AccueilActualitésLe Pastef est-il condamné à redevenir un parti d'opposition ?

Le Pastef est-il condamné à redevenir un parti d’opposition ?

Le paradoxe est saisissant. Dix ans après sa création par un groupe d’inspecteurs des Impôts et Domaines, Pastef est devenu — chiffres à l’appui — le premier parti du Sénégal : il détient la présidence de la République, contrôle l’Assemblée nationale avec une majorité écrasante de 130 députés sur 165, et reste, sociologiquement, la formation la plus représentative du pays. Pourtant, le parti fondé par Ousmane Sonko donne toujours l’impression d’être… dans l’opposition.

Depuis plusieurs semaines, les tensions internes éclatent au grand jour. Et la nomination de Mme Aminata Touré comme coordonnatrice de la coalition « Diomaye Président » a ouvert une crise profonde, ravivant des soupçons de fracture au sommet entre Bassirou Diomaye Faye et Ousmane Sonko. Dans les rangs, les voix divergent, les langages se brouillent, et la cohésion qui faisait la force du parti vacille.

L’aveu d’Ayib Daffé, l’un des cadres historiques, en dit long : « Dans mon expérience politique, je n’ai jamais traversé ce genre de situation. » Sans sombrer dans le catastrophisme, il reconnaît des « difficultés » réelles, tout en assurant que les Patriotes sont « préparés » à surmonter la tempête. Une manière de relativiser une crise que d’autres préfèrent dramatiser.

Car pendant que le député apaise, des figures majeures comme Waly Diouf Bodiang, Fadilou Keita, Khadija Mahecor Diouf et Cheikh Bara Ndiaye, entre autres tirent la sonnette d’alarme. Ils dénoncent ouvertement les « pratiques peu orthodoxes » du chef de l’État et la stratégie inclusive de Mimi Touré, accusée d’ouvrir « une porte dérobée » aux acteurs du « système ». Le directeur général du port de Dakar parle même d’une manœuvre pour « reprendre le pouvoir », signe d’une méfiance désormais installée.

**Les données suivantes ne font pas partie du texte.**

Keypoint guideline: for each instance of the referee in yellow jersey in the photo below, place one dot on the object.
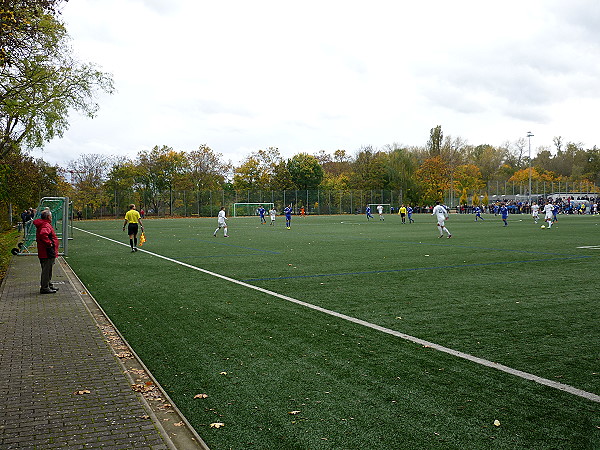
(132, 217)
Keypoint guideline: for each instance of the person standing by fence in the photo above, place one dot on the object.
(47, 243)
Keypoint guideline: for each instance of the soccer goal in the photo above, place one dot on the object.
(386, 207)
(59, 207)
(250, 209)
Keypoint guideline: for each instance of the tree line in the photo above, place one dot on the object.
(423, 174)
(41, 81)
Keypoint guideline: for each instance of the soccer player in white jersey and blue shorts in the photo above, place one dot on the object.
(221, 222)
(442, 216)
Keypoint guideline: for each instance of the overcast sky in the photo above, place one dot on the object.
(243, 75)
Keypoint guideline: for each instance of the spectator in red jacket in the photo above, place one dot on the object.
(47, 242)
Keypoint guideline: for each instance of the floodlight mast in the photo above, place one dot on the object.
(529, 135)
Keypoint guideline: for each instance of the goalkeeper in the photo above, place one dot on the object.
(132, 220)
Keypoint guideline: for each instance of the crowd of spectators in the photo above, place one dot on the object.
(565, 205)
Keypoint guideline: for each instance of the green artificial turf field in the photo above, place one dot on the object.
(281, 375)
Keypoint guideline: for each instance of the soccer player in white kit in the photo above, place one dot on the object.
(442, 216)
(221, 222)
(535, 212)
(548, 209)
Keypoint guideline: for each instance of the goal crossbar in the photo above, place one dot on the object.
(247, 207)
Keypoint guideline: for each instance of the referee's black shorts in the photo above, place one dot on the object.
(132, 228)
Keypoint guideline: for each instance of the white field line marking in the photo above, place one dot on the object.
(484, 362)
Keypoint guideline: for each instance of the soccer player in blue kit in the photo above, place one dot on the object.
(261, 213)
(288, 216)
(478, 213)
(504, 213)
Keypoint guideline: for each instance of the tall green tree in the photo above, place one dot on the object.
(19, 25)
(305, 171)
(434, 177)
(158, 170)
(42, 83)
(88, 174)
(206, 169)
(436, 138)
(369, 169)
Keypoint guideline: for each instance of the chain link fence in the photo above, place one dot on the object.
(204, 203)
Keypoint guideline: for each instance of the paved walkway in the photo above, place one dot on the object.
(61, 382)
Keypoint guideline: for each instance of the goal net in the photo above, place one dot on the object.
(386, 207)
(59, 207)
(250, 209)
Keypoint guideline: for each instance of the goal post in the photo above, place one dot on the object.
(250, 209)
(59, 207)
(386, 207)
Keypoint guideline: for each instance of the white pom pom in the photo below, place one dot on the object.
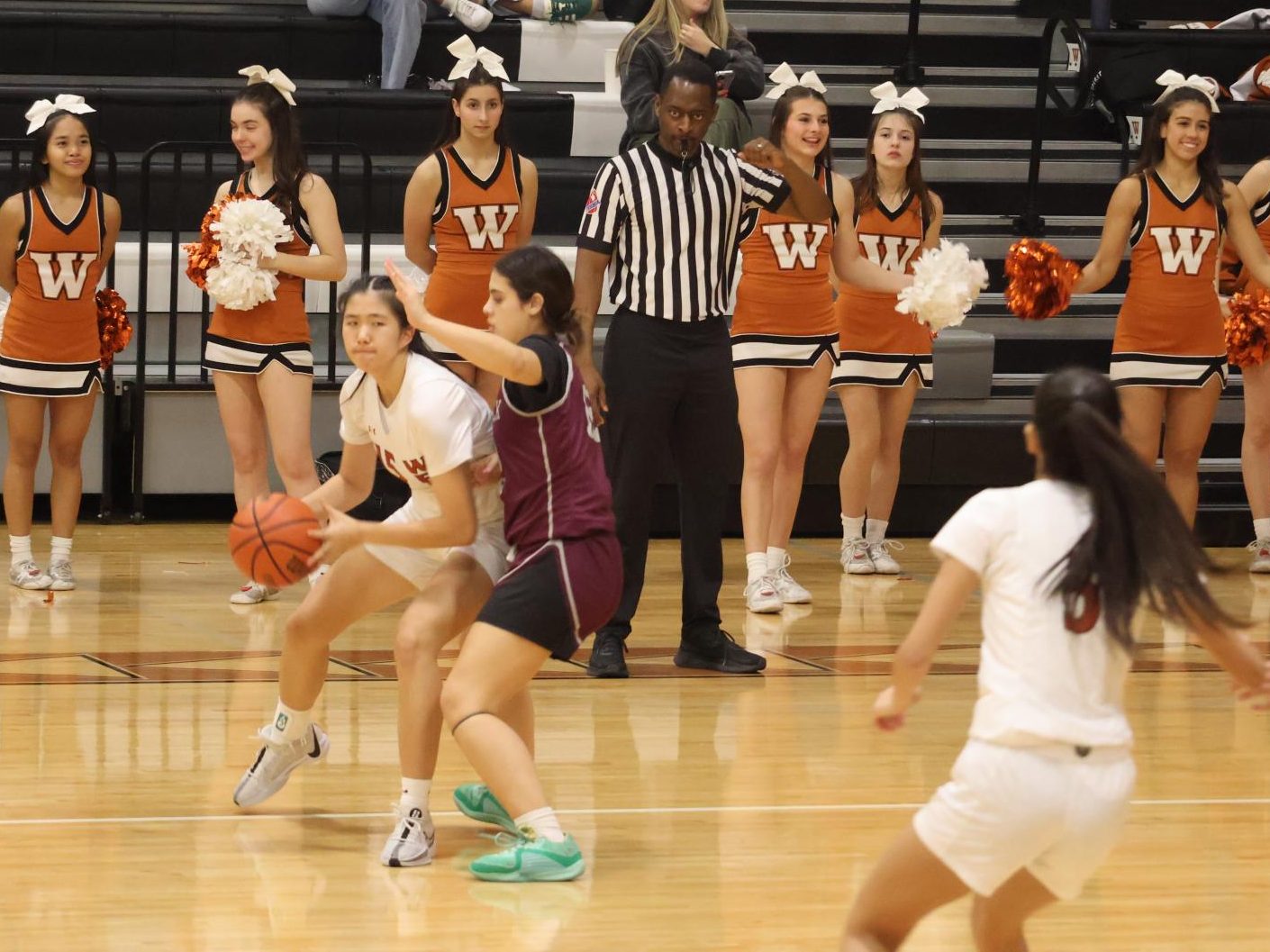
(947, 283)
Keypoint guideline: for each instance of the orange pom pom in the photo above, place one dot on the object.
(1247, 331)
(1040, 279)
(113, 328)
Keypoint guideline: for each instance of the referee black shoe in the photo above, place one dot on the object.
(718, 651)
(607, 657)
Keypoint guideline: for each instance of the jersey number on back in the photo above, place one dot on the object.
(486, 223)
(62, 273)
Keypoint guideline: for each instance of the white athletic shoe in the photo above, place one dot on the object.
(476, 17)
(1260, 549)
(880, 558)
(253, 593)
(62, 576)
(28, 576)
(412, 843)
(855, 558)
(790, 592)
(276, 762)
(761, 595)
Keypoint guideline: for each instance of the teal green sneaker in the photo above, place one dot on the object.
(476, 802)
(530, 859)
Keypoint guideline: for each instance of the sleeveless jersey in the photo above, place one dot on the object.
(554, 480)
(52, 311)
(473, 222)
(434, 424)
(285, 319)
(785, 260)
(1171, 304)
(867, 320)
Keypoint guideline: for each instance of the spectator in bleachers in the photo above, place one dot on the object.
(402, 22)
(694, 30)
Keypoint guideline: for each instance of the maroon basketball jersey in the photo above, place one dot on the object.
(554, 480)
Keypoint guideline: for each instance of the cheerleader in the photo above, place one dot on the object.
(884, 356)
(474, 197)
(567, 571)
(1041, 788)
(443, 548)
(1168, 356)
(55, 242)
(260, 359)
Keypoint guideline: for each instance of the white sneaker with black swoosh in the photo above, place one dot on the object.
(412, 842)
(276, 762)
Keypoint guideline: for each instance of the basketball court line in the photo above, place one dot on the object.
(594, 811)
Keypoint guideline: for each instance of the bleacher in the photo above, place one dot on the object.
(166, 71)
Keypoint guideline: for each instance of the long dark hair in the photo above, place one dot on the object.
(1138, 545)
(383, 286)
(781, 115)
(1153, 143)
(451, 127)
(288, 152)
(39, 171)
(865, 185)
(533, 269)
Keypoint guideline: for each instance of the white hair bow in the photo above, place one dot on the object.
(1173, 80)
(888, 99)
(41, 109)
(470, 58)
(786, 79)
(276, 77)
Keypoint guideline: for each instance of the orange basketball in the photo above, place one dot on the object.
(269, 539)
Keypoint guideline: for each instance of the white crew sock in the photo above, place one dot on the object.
(19, 549)
(544, 824)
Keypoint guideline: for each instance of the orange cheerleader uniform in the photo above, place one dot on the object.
(247, 341)
(784, 313)
(49, 346)
(878, 346)
(474, 222)
(1170, 331)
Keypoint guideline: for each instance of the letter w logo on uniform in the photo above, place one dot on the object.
(1183, 249)
(62, 272)
(486, 223)
(795, 245)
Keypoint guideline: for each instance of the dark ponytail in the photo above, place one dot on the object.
(1138, 545)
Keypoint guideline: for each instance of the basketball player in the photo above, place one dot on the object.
(476, 197)
(260, 359)
(1039, 794)
(443, 548)
(1168, 356)
(567, 573)
(55, 242)
(883, 356)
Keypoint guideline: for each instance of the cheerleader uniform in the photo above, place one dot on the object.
(1170, 331)
(785, 262)
(878, 346)
(474, 222)
(247, 341)
(50, 346)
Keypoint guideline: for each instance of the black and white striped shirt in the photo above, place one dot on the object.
(674, 225)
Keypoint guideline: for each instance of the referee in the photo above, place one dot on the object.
(665, 219)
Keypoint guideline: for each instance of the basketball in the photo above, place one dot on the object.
(269, 539)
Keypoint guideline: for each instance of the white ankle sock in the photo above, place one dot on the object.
(288, 724)
(19, 549)
(61, 549)
(544, 824)
(756, 567)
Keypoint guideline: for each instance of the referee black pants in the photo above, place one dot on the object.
(669, 386)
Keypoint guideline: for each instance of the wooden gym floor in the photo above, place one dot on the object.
(715, 812)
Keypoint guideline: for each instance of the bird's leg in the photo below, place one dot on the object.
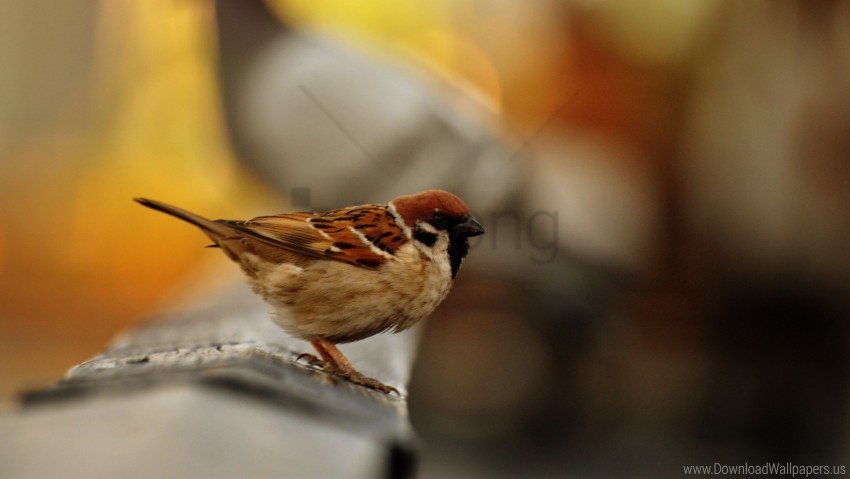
(313, 360)
(334, 362)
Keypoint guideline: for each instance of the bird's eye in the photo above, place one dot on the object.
(439, 221)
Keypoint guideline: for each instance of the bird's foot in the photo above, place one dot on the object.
(312, 360)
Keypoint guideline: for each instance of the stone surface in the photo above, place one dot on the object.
(214, 392)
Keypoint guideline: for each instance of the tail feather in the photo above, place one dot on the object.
(213, 229)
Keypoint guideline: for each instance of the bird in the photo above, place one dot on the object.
(347, 274)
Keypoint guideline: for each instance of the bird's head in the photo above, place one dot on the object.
(438, 223)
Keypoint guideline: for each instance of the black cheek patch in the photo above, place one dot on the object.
(424, 237)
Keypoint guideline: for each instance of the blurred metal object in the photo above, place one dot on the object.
(212, 393)
(306, 113)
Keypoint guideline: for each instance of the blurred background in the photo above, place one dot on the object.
(664, 184)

Le conflit s’est d’ailleurs déplacé sur un terrain nouveau : le numérique. Plus de 40 000 internautes se revendiquant « pro-Sonko » se sont désabonnés des comptes du président Diomaye Faye au cours du week-end. Un acte symbolique, mais lourd de sens. Jamais, jusque-là, la base militante ne s’était affichée aussi frontalement divisée.

Par conséquent, l’opposition exulte. Elle observe un parti au pouvoir qui agit comme s’il devait encore renverser un régime. Pire, certains se demandent si Pastef, dissous hier par Macky Sall puis réhabilité par l’amnistie, n’est pas resté mentalement dans l’opposition. L’image du président accueilli à Luanda par une foule portant des t-shirts à son effigie — et non celle du parti — a achevé de semer le trouble : rupture symbolique ou simple protocole ?

Une certitude s’impose. Selon des révélations faites dans la presse, le président Bassirou Diomaye Faye ne semble pas prêt à se séparer de Mimi Touré. Or Pastef, lui, dit ne plus se reconnaître dans les actes de l’ancienne Première ministre.

Mais le chef de l’État peut-il gouverner durablement avec une équipe que son propre parti désavoue ?

La question reste ouverte. Et c’est sans doute là que se joue l’avenir. Pastef n’est peut-être pas condamné à être un parti d’opposition… mais il pourrait bien devenir un parti d’opposants entre eux.